In an open label, all-genotypes study with no comparator, at 3 months bucindolol reversed remodeling, increased contractility as measured by a load independent index, and improved energetics.

Jun 1, 1990

In human LV or RV preparations bucindolol was a high affinity (low nanomolar Kd) competitive antagonist at both β1- and β2-ARs and was a weak a1-antagonist (≈100 nM Kd), with no sympatholytic activity even in the presence of augmentation of Gs-AC signal transduction by forskolin. Bucindolol (similar to carvedilol) had guanine nucleotide modulatable binding, indicating biased ligand activity for Gs signaling.

Mar 1, 1990

Phase 2A trial (N=23): first double blind, placebo-controlled trial (with any β-blocker) demonstrating that in IDC/HFrEF a nonselective β-blocker with mild vasodilator activity (3rd generation β-blocker) is well tolerated if initiated at low dose; first study to show that compared to placebo a β-blocker improves systolic function at 3 months, likely by increasing contractility, and reverses remodeling; first study to show that bucindolol lowers norepinephrine (NE) in heart failure with reduced ejection fraction (HFrEF).
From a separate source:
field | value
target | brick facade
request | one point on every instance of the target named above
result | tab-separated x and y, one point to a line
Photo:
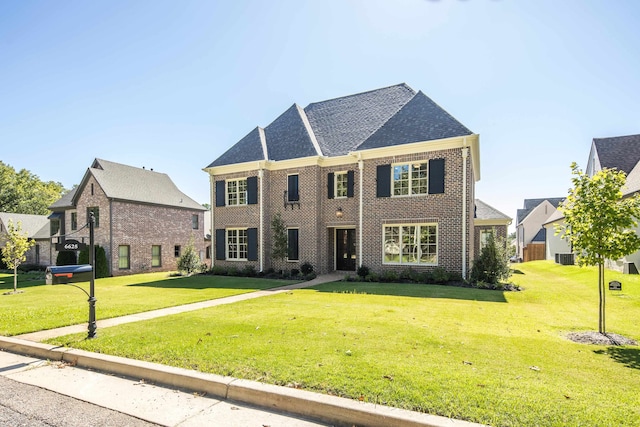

Maximal or submaximal exercise was not improved by bucindolol.

Mar 1, 1989

Both β1-and β2-ARs mediated adenylate cyclase stimulation in membrane preparations from nonfailing and failing human left ventricles. β2-AR activation was greater in both nonfailing and failing LVs, and β1-AR stimulation was more reduced in failing compared to nonfailing.

Sep 1, 1986

β1- but not β2-ARs are selectively downregulated in failing human ventricular myocardium; in failing ventricles β2-ARs were 40% of the total suggesting that a nonselective β-blocker would be preferred over one that is β1-AR selective.

Apr 25, 1986

First evidence that human ventricular myocardium contains β2-adrenergic receptors (β2-ARs) present on cardiac myocytes.

Jul 22, 1982

First evidence that the failing human heart is exposed to excessive adrenergic drive that produces adverse biological effects; authors suggested that β-blockade would be an effective treatment of heart failure.